I just barely finished this 400-page historical wonder before the library reminded me that my renewal is up again. Whew! This was one of those page-turners that I'd be darned to return until I completed the last page. This book recounts a terrifying period of history, focusing on a group of writers, poets, playwrights, artists, and political activists that were literally stuck in Nazi-occupied France, hiding out in Marseille as the Vichy government played puppet to Hitler. The government rounded up Jews, anti-Nazi writers, and any other "elements" that could be considered dangerous. What they feared? Being imprisoned and sent off to the internment camps, with little water, food, or shelter to survive. Little did they know--or anyone really at that time--that those internment camps were extermination centers.The clandestine group included such famous folks as André Breton, Max Ernst, Victor Serge, Marc Chagall, Consuelo de Saint-Exupéry, Remedios Varo, Benjamin Péret, and scores of others. Led by stiff and staid Varian Fry, a US activist turned international diplomat for refugees, and helped by Miriam Davenport, heiress Mary Jayne Gold, Danny Bénédite and his British wife, Theo, they began a program financed privately by the Emergency Rescue Committee to get endangered writers and artists out of France and to the US. These people went to extraordinary, even harrowing lengths to survive and to escape, despite the many threats and obstacles.Sullivan draws their stories so vividly, detailing how the events of WWII brought these people together and radically changed their lives. The book ends with a synopsis of what happens to each of these individuals following the war. What we hope for--the blessing of peace and safety for each of these people after the war--is not what we get. A sad reminder that memory is never left behind.

Sunday, April 01, 2007

Cheating Destiny (James Hirsch)

"America's biggest epidemic," according to James Hirsch, author of Cheating Destiny, is diabetes.  Hirsch, who is a Washington-Post journalist, has juvenile diabetes himself, as does his famous brother, Irl Hirsch, who works at the University of Washington as diabetes researcher and clinician. And during the course of writing the book, James Hirsch's three-year old son is diagnosed with diabetes as well. Family genetics play an awfully sure role in developing diabetes.

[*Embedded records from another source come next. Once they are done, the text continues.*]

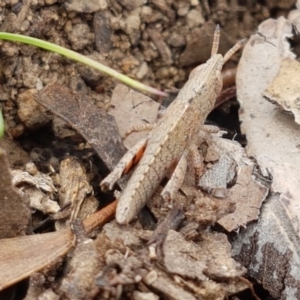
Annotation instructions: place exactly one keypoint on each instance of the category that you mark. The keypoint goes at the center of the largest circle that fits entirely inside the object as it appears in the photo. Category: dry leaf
(22, 256)
(284, 90)
(74, 189)
(132, 109)
(97, 127)
(270, 249)
(37, 187)
(14, 212)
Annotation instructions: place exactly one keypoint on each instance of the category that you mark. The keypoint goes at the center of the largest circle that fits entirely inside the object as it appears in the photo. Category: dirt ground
(157, 42)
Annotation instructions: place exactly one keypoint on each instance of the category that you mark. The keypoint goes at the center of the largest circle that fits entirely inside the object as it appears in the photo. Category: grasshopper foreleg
(131, 158)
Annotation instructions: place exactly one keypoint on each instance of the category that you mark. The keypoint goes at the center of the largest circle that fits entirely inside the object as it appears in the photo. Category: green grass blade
(80, 58)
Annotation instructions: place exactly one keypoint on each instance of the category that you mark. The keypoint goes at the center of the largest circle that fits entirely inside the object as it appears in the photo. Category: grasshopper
(171, 139)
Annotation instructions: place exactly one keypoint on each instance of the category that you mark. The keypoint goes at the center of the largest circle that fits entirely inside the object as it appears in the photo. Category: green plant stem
(80, 58)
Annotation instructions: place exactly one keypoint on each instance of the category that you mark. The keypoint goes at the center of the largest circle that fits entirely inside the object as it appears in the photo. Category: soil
(157, 42)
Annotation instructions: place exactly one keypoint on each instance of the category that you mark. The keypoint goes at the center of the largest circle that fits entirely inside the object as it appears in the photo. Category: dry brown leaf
(132, 109)
(248, 194)
(284, 90)
(270, 249)
(14, 212)
(96, 126)
(22, 256)
(74, 189)
(79, 282)
(37, 187)
(208, 259)
(273, 136)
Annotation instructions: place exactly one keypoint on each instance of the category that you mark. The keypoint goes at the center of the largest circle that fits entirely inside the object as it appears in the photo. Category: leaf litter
(127, 262)
(139, 266)
(265, 88)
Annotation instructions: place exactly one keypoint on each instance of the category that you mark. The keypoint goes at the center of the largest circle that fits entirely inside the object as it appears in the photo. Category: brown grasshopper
(171, 140)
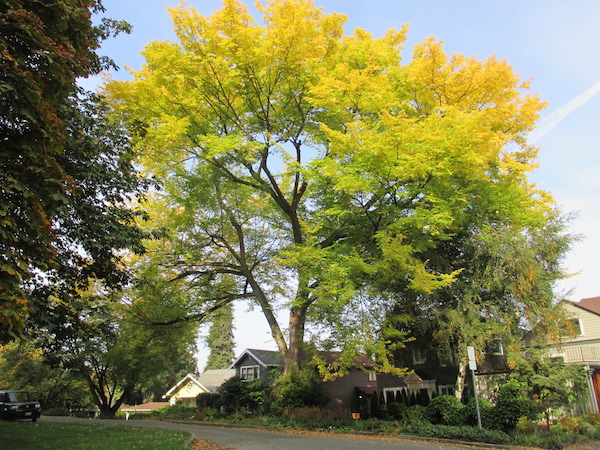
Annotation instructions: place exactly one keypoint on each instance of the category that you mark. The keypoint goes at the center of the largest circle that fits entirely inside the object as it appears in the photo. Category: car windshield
(20, 396)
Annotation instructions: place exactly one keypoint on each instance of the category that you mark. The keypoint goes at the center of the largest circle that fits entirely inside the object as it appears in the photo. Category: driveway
(255, 439)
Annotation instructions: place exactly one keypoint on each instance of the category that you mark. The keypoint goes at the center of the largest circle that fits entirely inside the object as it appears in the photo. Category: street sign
(472, 359)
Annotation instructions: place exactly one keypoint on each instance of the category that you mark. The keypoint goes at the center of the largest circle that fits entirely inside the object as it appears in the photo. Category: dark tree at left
(67, 180)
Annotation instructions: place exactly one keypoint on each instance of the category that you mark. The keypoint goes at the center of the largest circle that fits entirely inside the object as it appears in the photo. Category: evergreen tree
(220, 339)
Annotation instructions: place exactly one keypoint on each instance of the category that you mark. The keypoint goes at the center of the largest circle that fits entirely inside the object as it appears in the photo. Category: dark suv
(18, 405)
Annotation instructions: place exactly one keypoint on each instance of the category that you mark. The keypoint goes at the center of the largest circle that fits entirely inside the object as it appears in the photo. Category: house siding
(342, 391)
(264, 373)
(590, 323)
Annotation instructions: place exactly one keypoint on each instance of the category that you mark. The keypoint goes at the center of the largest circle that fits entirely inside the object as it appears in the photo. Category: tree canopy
(66, 176)
(309, 170)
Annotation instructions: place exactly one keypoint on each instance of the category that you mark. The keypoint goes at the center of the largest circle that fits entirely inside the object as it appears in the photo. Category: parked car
(19, 405)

A little over 50 years ago, there wasn't yet insulin. Now there is plenty of insulin but also still plenty of blame. I live with a man who is diabetic, and am familiar with how much responsibility we place on those with diabetes. If they would only be more careful, monitor their diet more, exercise more or in moderation, then they wouldn't have such highs. They wouldn't have such lows.

Hirsch argues that key figures in the history of diabetic care have created our current attitude, to place the "burden" on the diabetic. To shift some of that responsibility to the health care industry would be more accurate and more helpful. Insulin--which is key to control--has seen sky-rocketing costs. Preventative care not profitable enough. Ironic indeed, since diabetic supplies are hugely profitable to pharmaceutical companies, hospitals, health care clinics, and manufacturers. Bigger bucks are made when the diabetic is ill, has heart disease (as many will), loses a limb or goes on kidney dialysis. The list of maladies caused by living with diabetes is long, the bill statement longer.

Hirsch tells this story as his story, making those of us who know little of the disease cognizant of the daily struggle a person with diabetes lives with, that day-by-day recognition that what is done today prevents what might happen tomorrow, or in other words: how to cheat destiny.